Genetic programming of macrophages to perform anti-tumor functions using targeted mRNA nanocarriers.

Author information

1
Clinical Research Division, Fred Hutchinson Cancer Research Center, Seattle, WA, 98109, USA.
2
Department of Neurological Surgery, University of Washington School of Medicine, Seattle, WA, 98195, USA.
3
Comparative Pathology, Fred Hutchinson Cancer Research Center, Seattle, WA, 98109, USA.
4
Human Biology Division, Fred Hutchinson Cancer Research Center, Seattle, WA, 98109, USA.
5
Alvord Brain Tumor Center, University of Washington, Seattle, WA, 98195, USA.
6
Clinical Research Division, Fred Hutchinson Cancer Research Center, Seattle, WA, 98109, USA. mstephan@fredhutch.org.
7
Department of Bioengineering and Molecular Engineering & Sciences Institute, University of Washington, Seattle, WA, 98105, USA. mstephan@fredhutch.org.
8
Department of Medicine, Division of Medical Oncology, University of Washington, Seattle, WA, 98195, USA. mstephan@fredhutch.org.

Abstract

Tumor-associated macrophages (TAMs) usually express an M2 phenotype, which enables them to perform immunosuppressive and tumor-promoting functions.
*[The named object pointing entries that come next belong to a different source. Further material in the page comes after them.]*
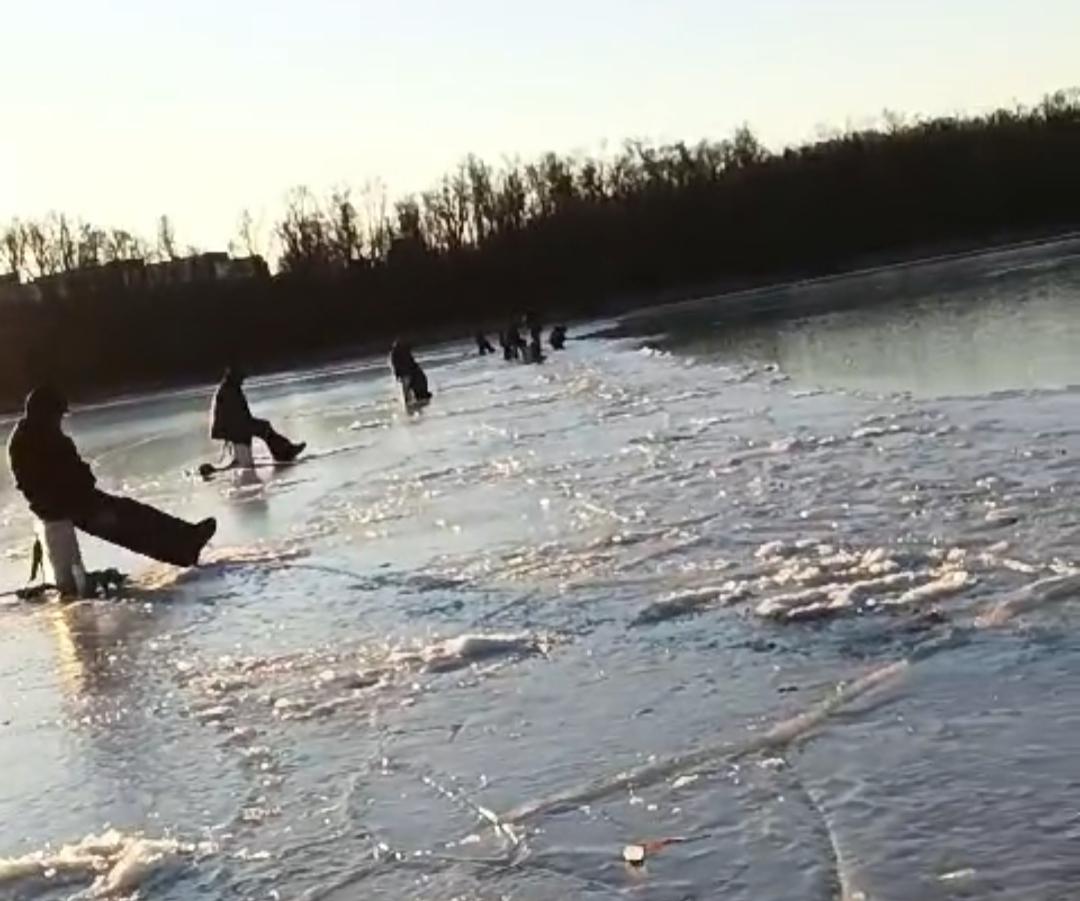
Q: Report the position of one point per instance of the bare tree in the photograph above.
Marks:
(65, 243)
(15, 247)
(166, 239)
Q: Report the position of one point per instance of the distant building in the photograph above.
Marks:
(123, 276)
(210, 267)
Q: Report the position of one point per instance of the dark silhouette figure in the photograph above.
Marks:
(59, 485)
(407, 372)
(231, 420)
(513, 344)
(535, 352)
Reprogramming these TAMs toward an M1 phenotype could thwart their pro-cancer activities and unleash anti-tumor immunity, but efforts to accomplish this are nonspecific and elicit systemic inflammation. Here we describe a targeted nanocarrier that can deliver in vitro-transcribed mRNA encoding M1-polarizing transcription factors to reprogram TAMs without causing systemic toxicity. We demonstrate in models of ovarian cancer, melanoma, and glioblastoma that infusions of nanoparticles formulated with mRNAs encoding interferon regulatory factor 5 in combination with its activating kinase IKKβ reverse the immunosuppressive, tumor-supporting state of TAMs and reprogram them to a phenotype that induces anti-tumor immunity and promotes tumor regression. We further establish that these nanoreagents are safe for repeated dosing. Implemented in the clinic, this immunotherapy could enable physicians to obviate suppressive tumors while avoiding systemic treatments that disrupt immune homeostasis.